La Universitat es un potente motor de transformación social. Pensemos que por ella pasan diariamente alrededor de 65.000 personas, que proyectan lo que ven en esta casa y, en la medida que respiren estos valores relativos a la igualdad, diversidad y la sostenibilidad, serán mejores profesionales, ciudadanas y ciudadanos. Por tanto, la misión docente, investigadora e innovadora de la universidad debe impregnarse transversalmente de esos derechos o, lo que es lo mismo, ha de hacer posible la sostenibilidad de la vida y del planeta, para que nuestros hijos e hijas tengan las mismas oportunidades, como mínimo, que ha tenido nuestra generación, a saber, un derecho a la salud, a la vivienda, a una vida y planeta sanos, etc. Y ello conlleva comenzar por entender que la desaparición del patriarcado beneficia a todas las personas que quedan fuera de la jerarquía que impone el poder, tal y como se manifiesta cruelmente hoy en día, donde la transformación de un modelo económico productivo, debe añadir valores y sentido al puro interés crematístico actual, y donde reconozcamos que si respiran las personas, también lo hace el planeta. En este espacio, necesariamente, hay que perder privilegios para que ganen la vida y las personas, todas las personas. Así se ha evidenciado en la pandemia. La universidad es corresponsable de estos cambios y, en la medida que vivamos esta otra forma de hacer universidad, orientada en su misión y gobernanza hacia un compromiso social, haremos que esas personas que transitan por ella construyan otra forma de vivir la vida.

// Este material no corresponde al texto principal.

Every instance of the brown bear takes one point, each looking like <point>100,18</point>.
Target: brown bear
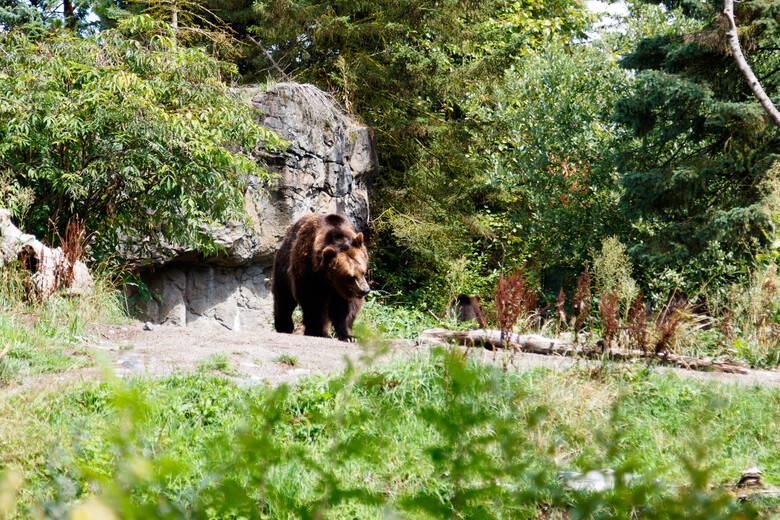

El 8M nos recuerda que hay que vivir, mujeres y hombres, hombres y mujeres, en femenino (igualdad), plural (diversidad) y verde (sostenibilidad), porque donde entra el feminismo, entra la ecología, porque el enemigo es el abuso de poder y posición dominante de los hombres que hasta ahora escribían el mundo, un mundo periclitado y monocolor. Las gafas violeta y verdes van de la mano para dejarnos ver un universo complejo, rico, con numerosos matices, donde todos los colores se combinan de forma infinita, respetuosa e integradora.

Termino como empecé estas líneas, es inevitable esta manifestación en el día 8 de marzo, es necesario salir a las calles, mujeres y hombres, a gritar contra la injusticia, desde la universidad o desde cualquier ámbito por pequeño o humilde que sea, para que las mujeres tengamos voz en igualdad de derechos y condiciones de vida, aquí o al otro lado del planeta, porque solo así se empezará a construir ese mundo con futuro para las próximas generaciones.